The plants of my childhood: between memory and resilience
by Clarisse :)
I come from a place where nature is everywhere, even when you don’t look at it anymore. A small town in the South-East of France, not far from Avignon. There, the landscapes change at every turn: on one side the vines that extend to the horizon, on the other the deep forests where the light of Mont Ventoux infiltrates. A mixture of scrubland, dry land and clean air.
I grew up surrounded by this nature. It was a hidden paradise, shaped by the seasons, smells and sounds. I spent my childhood running in the gardens of my grandmothers, walking with my dogs on the small paths lined with flowers. We saw dandelions, poppies, wild thyme and olive trees. And every year, in the spring, my grandmother prepared a huge bouquet of flowers for me to offer to my elementary school teacher. A simple but loving gesture. I remember the wisteria falling in cascade on the facade of his house, the rosemary that perfumed our hands after a harvest, the lavender fields that tinted the air purple from June. Today, these memories take a new place in my life in Berlin. They sometimes come back from crossing a familiar plant in a park corner or smelling flowers on the street or park. But mostly I find them at Dirty Roots.
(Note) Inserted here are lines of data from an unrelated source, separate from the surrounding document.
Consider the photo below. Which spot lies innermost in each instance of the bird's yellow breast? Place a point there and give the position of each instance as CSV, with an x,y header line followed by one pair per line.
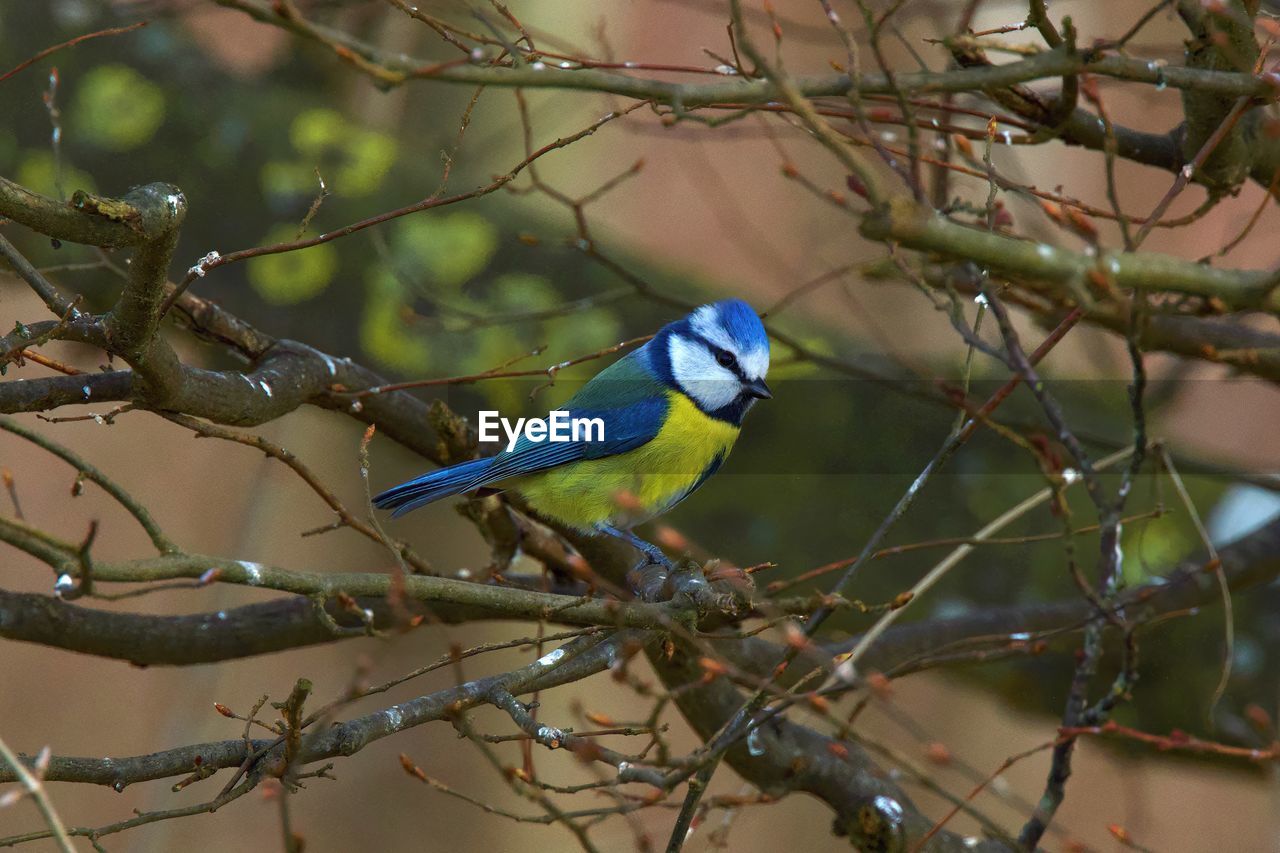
x,y
639,484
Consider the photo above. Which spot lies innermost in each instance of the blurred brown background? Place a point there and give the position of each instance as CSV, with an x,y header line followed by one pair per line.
x,y
714,208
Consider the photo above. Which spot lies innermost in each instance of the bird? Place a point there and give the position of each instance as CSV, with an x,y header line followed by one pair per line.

In this place not quite like the others, I rediscovered what I loved as a child: the slowness of things, the respect for the living, the raw beauty. Here I find it in every pot made by hand, in every leaf growing at its own pace, in every discussion about a plant or a shape. Dirty Roots is more than a store or studio: it is a space where plants are not just decorative objects, but living beings that participate in our balance.
The benefits of these plants, I feel them every day. Rosemary, for example, common in Provençal cuisine, is also an ally of concentration. Thyme, a natural antiseptic, reminds me of the infusions my grandmother made when I was sick and still a habit today. Lavender, soothing, has the power to calm a whole room by its smell. And even the simplest ones like dandelion, too often seen as a "weed", symbolize for me resilience, the ability to grow everywhere.
At Dirty Roots, we often talk about design, material, form but always in connection and above all in respect with the plant. The objects here are not meant to decorate but to accompany. To create a link, I find it with my childhood memories. The same respect, the same slowness, the same willingness not to force nature to go faster.
What this experience reminds me of is that you never really break away from your roots, even if you live far away, even if you forget the names. They reinvent themselves, they take shape through new gestures. Today my daily life is very different from that of my childhood in Provence. But when I touch the earth in a raw pot, smell a freshly watered plant or watch a leaf turn towards the light, I feel at home.
And this is the real resilience: that of plants, yes, but also that of our memories. Our ability to make them live differently, elsewhere, in a new setting but with the same values at heart.
Authenticity, patience, attention to the living.
Values that I carry in me and that I find here at Dirty Roots.